Wtorek był kolejnym dniem mocnego wzrostu kursu notowanego na NewConnect XTPL. To najprawdopodobniej pokłosie najnowszej wyceny biura East Value Research, według której kurs ma jeszcze 88-proc. potencjał wzrostowy. Kapitalizacja spółki przekracza 120 mln zł i z nawiązką wystarcza do przeniesienia notowań na GPW.

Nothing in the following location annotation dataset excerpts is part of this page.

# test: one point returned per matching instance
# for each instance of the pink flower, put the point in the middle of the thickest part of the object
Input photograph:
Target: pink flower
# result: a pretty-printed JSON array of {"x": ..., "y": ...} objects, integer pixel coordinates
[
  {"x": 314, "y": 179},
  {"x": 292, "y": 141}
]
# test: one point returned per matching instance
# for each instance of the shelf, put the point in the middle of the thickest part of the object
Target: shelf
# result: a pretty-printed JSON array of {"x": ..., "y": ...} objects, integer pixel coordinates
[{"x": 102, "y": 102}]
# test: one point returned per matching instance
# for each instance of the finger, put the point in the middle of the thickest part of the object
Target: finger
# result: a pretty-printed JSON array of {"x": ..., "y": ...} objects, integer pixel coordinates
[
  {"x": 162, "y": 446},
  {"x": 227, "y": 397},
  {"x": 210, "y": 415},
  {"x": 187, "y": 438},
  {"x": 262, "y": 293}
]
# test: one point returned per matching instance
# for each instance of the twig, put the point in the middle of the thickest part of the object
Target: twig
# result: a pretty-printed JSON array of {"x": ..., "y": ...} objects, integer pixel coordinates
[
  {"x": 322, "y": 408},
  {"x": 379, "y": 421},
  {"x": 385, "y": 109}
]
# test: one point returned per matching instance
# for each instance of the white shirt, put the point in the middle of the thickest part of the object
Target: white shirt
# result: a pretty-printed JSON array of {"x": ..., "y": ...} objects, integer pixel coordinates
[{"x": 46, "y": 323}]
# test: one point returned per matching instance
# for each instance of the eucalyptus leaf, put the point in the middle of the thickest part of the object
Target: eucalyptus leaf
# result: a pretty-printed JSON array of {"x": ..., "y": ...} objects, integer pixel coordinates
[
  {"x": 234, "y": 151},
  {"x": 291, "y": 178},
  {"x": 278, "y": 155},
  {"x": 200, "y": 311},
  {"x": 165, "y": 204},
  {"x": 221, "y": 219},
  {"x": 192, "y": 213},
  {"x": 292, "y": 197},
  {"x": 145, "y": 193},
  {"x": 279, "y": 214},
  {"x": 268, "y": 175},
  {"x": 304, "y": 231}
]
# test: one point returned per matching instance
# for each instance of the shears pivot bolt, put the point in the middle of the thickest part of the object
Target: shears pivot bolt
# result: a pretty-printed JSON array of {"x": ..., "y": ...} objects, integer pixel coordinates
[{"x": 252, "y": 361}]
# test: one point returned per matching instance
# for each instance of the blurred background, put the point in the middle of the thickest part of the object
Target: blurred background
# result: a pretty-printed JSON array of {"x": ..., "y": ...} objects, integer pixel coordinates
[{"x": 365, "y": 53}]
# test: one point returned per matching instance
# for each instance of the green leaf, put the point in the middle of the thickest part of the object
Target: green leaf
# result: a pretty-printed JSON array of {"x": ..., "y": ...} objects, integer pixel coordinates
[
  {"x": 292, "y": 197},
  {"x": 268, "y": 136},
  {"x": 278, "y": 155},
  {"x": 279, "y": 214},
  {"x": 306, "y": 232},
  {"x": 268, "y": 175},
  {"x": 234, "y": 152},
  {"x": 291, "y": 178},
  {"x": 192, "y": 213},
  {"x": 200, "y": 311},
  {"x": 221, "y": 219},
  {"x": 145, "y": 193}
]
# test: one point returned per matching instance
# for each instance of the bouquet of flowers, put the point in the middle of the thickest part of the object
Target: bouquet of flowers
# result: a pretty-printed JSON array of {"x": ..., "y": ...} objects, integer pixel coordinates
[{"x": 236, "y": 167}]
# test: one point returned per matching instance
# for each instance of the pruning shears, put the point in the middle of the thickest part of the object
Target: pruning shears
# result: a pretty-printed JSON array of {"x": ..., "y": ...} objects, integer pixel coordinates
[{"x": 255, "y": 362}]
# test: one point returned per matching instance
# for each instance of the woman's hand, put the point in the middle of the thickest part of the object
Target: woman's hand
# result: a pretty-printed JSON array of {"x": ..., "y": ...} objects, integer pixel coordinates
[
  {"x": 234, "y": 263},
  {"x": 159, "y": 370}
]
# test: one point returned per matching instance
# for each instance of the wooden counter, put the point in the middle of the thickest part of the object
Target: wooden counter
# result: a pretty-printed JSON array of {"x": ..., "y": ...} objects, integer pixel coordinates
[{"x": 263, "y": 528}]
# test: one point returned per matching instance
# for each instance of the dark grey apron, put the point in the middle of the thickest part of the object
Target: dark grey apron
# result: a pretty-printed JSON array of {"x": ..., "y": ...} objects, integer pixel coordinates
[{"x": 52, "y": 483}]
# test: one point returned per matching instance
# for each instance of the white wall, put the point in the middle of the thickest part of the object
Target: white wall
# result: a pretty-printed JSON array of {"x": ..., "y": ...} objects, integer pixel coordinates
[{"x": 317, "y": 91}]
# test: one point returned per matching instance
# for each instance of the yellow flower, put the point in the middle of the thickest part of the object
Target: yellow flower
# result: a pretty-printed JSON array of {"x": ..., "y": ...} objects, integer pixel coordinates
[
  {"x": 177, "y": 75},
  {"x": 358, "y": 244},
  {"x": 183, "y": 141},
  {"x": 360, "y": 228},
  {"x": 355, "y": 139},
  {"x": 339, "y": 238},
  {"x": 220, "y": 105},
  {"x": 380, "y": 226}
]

– Prace są zaawansowane, spodziewamy się debiutu jeszcze w I półroczu 2018 r. Równolegle planujemy wejść na niemiecki Open Market – zapowiada prezes Filip Granek. Dodaje, że XTPL ma globalne aspiracje. – Poprzez obecność na GPW i na rynku we Frankfurcie chcemy przybliżyć firmę, a także naszą przełomową technologię inwestorom oraz potencjalnym partnerom z Europy Zachodniej – mówi.
Biznes się rozpędza
Debiutowi nie będzie towarzyszyła emisja akcji. – Jesteśmy na etapie realizacji celów, które ogłaszaliśmy podczas poprzedniej emisji, i na tym się teraz skupiamy – potwierdza prezes. Obecnie firma zatrudnia ponad 30 osób i rekrutuje nowe. Podkreśla, że Wrocław jest bardzo dobrym miejscem do prowadzenia biznesu. Oferuje rozwiniętą infrastrukturę badawczo-rozwojową, jest też kolebką firm, które wyrosły z małych podmiotów na międzynarodowe grupy (np. giełdowy LiveChat). – Liczymy, że losy XTPL ułożą się podobnie, może nawet lepiej – przyznaje prezes.
Spółka jest na etapie komercjalizacji prac badawczo-rozwojowych. Zdaniem East Value Research w tym roku pojawią się pierwsze przychody, ale wynik netto będzie głęboko pod kreską. W 2019 r. wyniki mają być już zdecydowanie lepsze.
– Potencjał firmy jest bardzo duży. Planujemy wyjść mocno za granicę, m.in. do Azji oraz USA. Natomiast serce spółki będzie zawsze w Polsce – zaznacza Granek.